GistNoesis 2 days ago

The answer is adaptability.

In both cases for "Question Answering" it's about similarity search but there are two main orthogonal differences between RAG and Non-RAG :

-Knowing the question at the time of index building

-Higher order features : the ability to compare fetched documents with one another and refine the question

Non-RAG, aka multi-layer (non-causal) transformer with infinite context, is the more generic version, fully differentiable meaning you can use machine learning to learn how to Non-RAG better. Each layer of the transformer can use the previous layer to reason and refine the similarity search. (A causal transformer know the question at the time when it is feed the question, and can choose to focus it's attention on different part of the previously computed features of the provided documents but may benefit from having some reflection token, or better : be given the question before being presented the documents (provided you've trained it to answer it like that).)

RAG is an approximation of the generic case to make it faster and cheaper. Usually it breaks end-to-end differentiability by using external tools, so this mean that if you want to use machine learning to learn how to RAG better you will need to use some variant of Reinforcement Learning which is slower to learn things. RAG usually don't know the question at the time of index building, and documents are treated independently of each other, so no (automatic) higher order features (embeddings are fixed).

A third usual approximation, is to feed the output of RAG into Non-RAG, to hopefully get the best of both world. You can learn the Non-RAG given RAG with machine learning (if you train it with some conversations where it used RAG), but the RAG part won't improve by itself.

Non-RAG need to learn so it needs a big training dataset, but fortunately it can pick-up question answer pair in an unsupervised fashion when you feed it the whole web, and you only need a small instruction training and preference optimization dataset to shape it to your need. If performance isn't what you expect in a specific case, you can provide more specific examples and retrain the model until it gets it and you get better performance for the case you were interested in. You can improve the best case but it's hard to improve the worst case.
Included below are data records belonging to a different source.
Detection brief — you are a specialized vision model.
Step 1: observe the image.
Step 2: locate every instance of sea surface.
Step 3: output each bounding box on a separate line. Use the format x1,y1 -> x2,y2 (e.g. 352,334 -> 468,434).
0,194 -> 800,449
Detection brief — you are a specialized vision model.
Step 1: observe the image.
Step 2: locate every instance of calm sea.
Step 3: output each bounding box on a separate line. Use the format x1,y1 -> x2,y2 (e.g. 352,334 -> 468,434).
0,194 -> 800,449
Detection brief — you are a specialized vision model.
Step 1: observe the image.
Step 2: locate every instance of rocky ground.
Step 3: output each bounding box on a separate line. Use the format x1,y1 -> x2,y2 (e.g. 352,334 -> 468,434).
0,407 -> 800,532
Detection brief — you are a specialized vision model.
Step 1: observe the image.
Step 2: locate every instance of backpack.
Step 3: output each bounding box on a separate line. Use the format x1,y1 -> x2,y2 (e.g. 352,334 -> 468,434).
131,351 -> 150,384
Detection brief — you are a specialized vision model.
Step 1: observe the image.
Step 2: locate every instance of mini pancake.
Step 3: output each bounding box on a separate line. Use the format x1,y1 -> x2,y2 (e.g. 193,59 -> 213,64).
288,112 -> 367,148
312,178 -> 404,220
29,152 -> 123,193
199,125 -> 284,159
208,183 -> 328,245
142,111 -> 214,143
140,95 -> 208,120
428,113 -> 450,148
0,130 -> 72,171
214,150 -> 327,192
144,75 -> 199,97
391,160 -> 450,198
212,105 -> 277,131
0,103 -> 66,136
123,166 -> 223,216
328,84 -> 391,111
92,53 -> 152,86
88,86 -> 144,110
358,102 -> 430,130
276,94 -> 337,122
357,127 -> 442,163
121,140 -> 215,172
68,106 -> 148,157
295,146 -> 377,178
RAG has more control on what you feed it but content should be in a more structured way. You can prevent worst cases more easily but it's hard to improve good case.

edanm a day ago

> My mental model is that what is called RAG can either be:

RAG is confusing, because if you look at the words making up the acronym RAG, it seems like it could be either of the things you mentioned. But it originally referred to a specific technique of embeddings + vector search - this was the way it was used in the ML article that defined the term, and this is the way most people in the industry actually use the term.\

It annoys me, because I think it should refer to all techniques of augmenting, but in practice it's often not used that way.

There are reasons that specifically make the "embeddings" idea special - namely, it's a relatively new technique that actually fits LLM very well, because it's a semantic search - meaning, it works on "the same input" as LLMs do, which is a free-text query. (As opposed to a traditional lookups that work on keyword search or similar.)

As for whether RAG is dead - if you mean specifically vector-embeddings and semantic search, it's possible - because you could theoretically use other techniques for augmentation, e.g. an agent that understands a user question about a codebase and uses grep/find/etc to look for the information, or composes a search to search the internet for something. But it's definitely not going to die in that second sense of "we need some way to augment LLMs knowledge before text generation", that will probably always be relevant, as you say.